Furthermore, it was confirmed that by adding anethole, it is possible to provide a composition for oral cavity that is more excellent in remineralization effect, excellent in caries reduction and prevention effect, and has a good feeling of use (Experimental Example 9). ).

  Next, the present invention will be described in more detail with reference to examples, but the present invention is not limited to the following examples.
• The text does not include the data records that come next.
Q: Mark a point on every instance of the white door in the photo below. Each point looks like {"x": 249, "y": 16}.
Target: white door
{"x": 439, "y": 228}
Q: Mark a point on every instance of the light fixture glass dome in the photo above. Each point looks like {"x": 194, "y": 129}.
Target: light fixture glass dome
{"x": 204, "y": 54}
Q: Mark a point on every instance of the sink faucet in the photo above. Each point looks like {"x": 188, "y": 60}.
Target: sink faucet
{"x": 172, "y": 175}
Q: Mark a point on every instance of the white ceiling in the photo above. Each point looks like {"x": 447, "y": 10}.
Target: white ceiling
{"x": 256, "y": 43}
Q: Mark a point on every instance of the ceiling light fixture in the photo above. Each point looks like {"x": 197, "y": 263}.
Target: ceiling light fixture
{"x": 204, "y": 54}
[Example 1] Toothpaste silica 20.0%
Propylene glycol 3.0
Glycerin 25.0
Sodium carboxymethylcellulose 1.4
Calcium glycerophosphate 0.5
Sodium monofluorophosphate 0.76
Raffinose 5.0
Erythritol 2.0
Sodium lauryl sulfate 1.2
Sodium N-lauroyl sarcosinate 0.1
Saccharin sodium 0.1
Methylparaben 0.1
Sodium fluoride 0.21
Fragrance 0.8
Purified water balance
Total 100.0%

[Example 2] Toothpaste aluminum hydroxide 42.0%
Propylene glycol 3.0
70% sorbit 25.0
Sodium carboxymethylcellulose 1.2
Calcium glycerophosphate 0.4
Sodium monofluorophosphate 0.8
Raffinose 5.0
Melibiose 2.0
Sodium lauryl sulfate 1.2
Saccharin sodium 0.1
Methylparaben 0.1
Butylparaben 0.02
Fragrance 1.0
Anethole 0.1
Purified water balance
Total 100.0%

[Example 3] Toothpaste heavy calcium carbonate 25.0%
Propylene glycol 3.0
70% sorbit 25.0
Sodium carboxymethylcellulose 1.2
Calcium glycerophosphate 2.0
Sodium monofluorophosphate 0.3
Melibiose 25
Sodium lauryl sulfate 1.2
Saccharin sodium 0.1
Methylparaben 0.1
Butylparaben 0.02
Fragrance 1.0
Purified water balance
Total 100.0%

[Example 4] Toothpaste silica 15.0%
Propylene glycol 3.0
70% sorbit 25.0
Sodium carboxymethylcellulose 1.2
Calcium glycerophosphate 1.2
Sodium monofluorophosphate 0.08
Raffinose 15.0
Palatinose 2.5
Sodium lauryl sulfate 1.2
Saccharin sodium 0.1
Methylparaben 0.1
Butylparaben 0.02
Fragrance 1.0
Purified water balance
Total 100.0%

[Example 5] Toothpaste dicalcium phosphate 40.0%
Propylene glycol 3.0
70% sorbit 25.0
Sodium carboxymethylcellulose 1.2
Calcium glycerophosphate 3.0
Sodium monofluorophosphate 0.35
Raffinose 2.0
Sodium lauryl sulfate 1.2
Saccharin sodium 0.1
Methylparaben 0.1
Butylparaben 0.02
Fragrance 1.0
Anethole 0.3
Purified water balance
Total 100.0%

[Example 6] Toothpaste silica 20.0%
Propylene glycol 3.0
Glycerin 25.0
Sodium carboxymethylcellulose 1.4
Calcium glycerophosphate 0.5
Sodium monofluorophosphate 0.76
Raffinose 5.0
Melibiose 2.0
Erythritol 2.0
Sodium lauryl sulfate 1.2
Saccharin sodium 0.1
Methylparaben 0.1
Sodium fluoride 0.21
Fragrance 0.8
l-Menthol 0.1
Purified water balance
Total 100.0%

[Example 7] Mouthwash glycerin 5.0%
Ethanol 8.0
Calcium glycerophosphate 1.2
Sodium monofluorophosphate 1.2
Polyoxyethylene hydrogenated castor oil (100 EO) 0.8
Raffinose 3.0
Melibiose 12.0
Erythritol 5.0
Sodium citrate 0.1
Citric acid 0.3
Sodium benzoate 0.5
Fragrance 0.2
Anethole 0.2
Purified water balance
Total 100.0%

[Example 8] Mouth freshener glycerin 13.0%
Ethanol 40.0
Polyoxyethylene hydrogenated castor oil (60 EO) 3.0
Calcium glycerophosphate 0.2
Sodium monofluorophosphate 0.6
Raffinose 1.0
Reduced palatinose 1.5
Xylitol 2.0
Sodium citrate 0.1
Citric acid 0.03
Fragrance 0.4
l-Menthol 0.5
Purified water balance
Total 100.0%

  The oral compositions of these examples were all excellent in the remineralization effect of surface layered decalcification, excellent in the astringency and bitterness suppressing effects of calcium glycerophosphate and sodium monofluorophosphate, and had a good feeling in use. .

Claims (2)

  An oral composition comprising (A) calcium glycerophosphate, (B) sodium monofluorophosphate, and (C) raffinose and / or melibiose.   The composition for oral cavity according to claim 1, further comprising (D) anethole and (E) a surfactant and / or an alcohol.